TXCOVID3<- TXCOVID2 %>% 
  select(District.Name, COVIDrateStudents, childforeign, homesbefore1970, Gross.Rent..MedianGROSS.RENT, percentchildnhblack, nohsparent, workernotinsured, percentamindian, Median.earnings.for.workers...PDP03.6, childnotcitizen, percentchildwhite, rentunder1000)

TXCORRELATION<- TXCOVID2 %>% 
  select(COVIDrateStudents, childforeign, homesbefore1970, percentchildnhblack, percentamindian, rentunder1000, childnotcitizen, percentchildwhite, workernotinsured)

Pearson’s Correlation Matrix

While observing the various Pearson Correlations immediatly there are many more statistically signficant results than presented in the last study when observing COVID-19 Student case rates per school district. The strongest relationship is found between those COVID-19 rates and the percentage of the child population that is non-Hispanic black. This data suggests that as COVID-19 rates increase the percentage of the child population that is non-Hispanic black decreases. This negative relationship is moderatly weak with a p-value of .01.

The variable that is 2nd strongest in its relationship is the percentage of the child population that is not a US citizen. This too is a negative relationship being that as COVID-19 student case rates increase the percentage of the child population within those school districts that tend to not have US citizenship decreases. This relationship is statistically significant at the .05 level.

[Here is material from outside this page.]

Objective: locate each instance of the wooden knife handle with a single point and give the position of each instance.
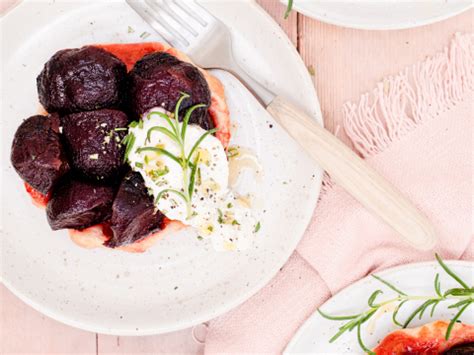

Marginal effects were also had in this correlation matrix with a negative relationship being found with the percentage of the child population that is foreign born. Suggesting as COVID-19 student cases increases the percentage of those students who are foreign born decreases. A positive relationship is found with the variable observing the percentage of those school districts that are non-Hispanic white. This positive relationship being found with marginal significance suggests that as COVID-19 student cases per school district increases so does the percentage of non-Hispanic white children in those school districts.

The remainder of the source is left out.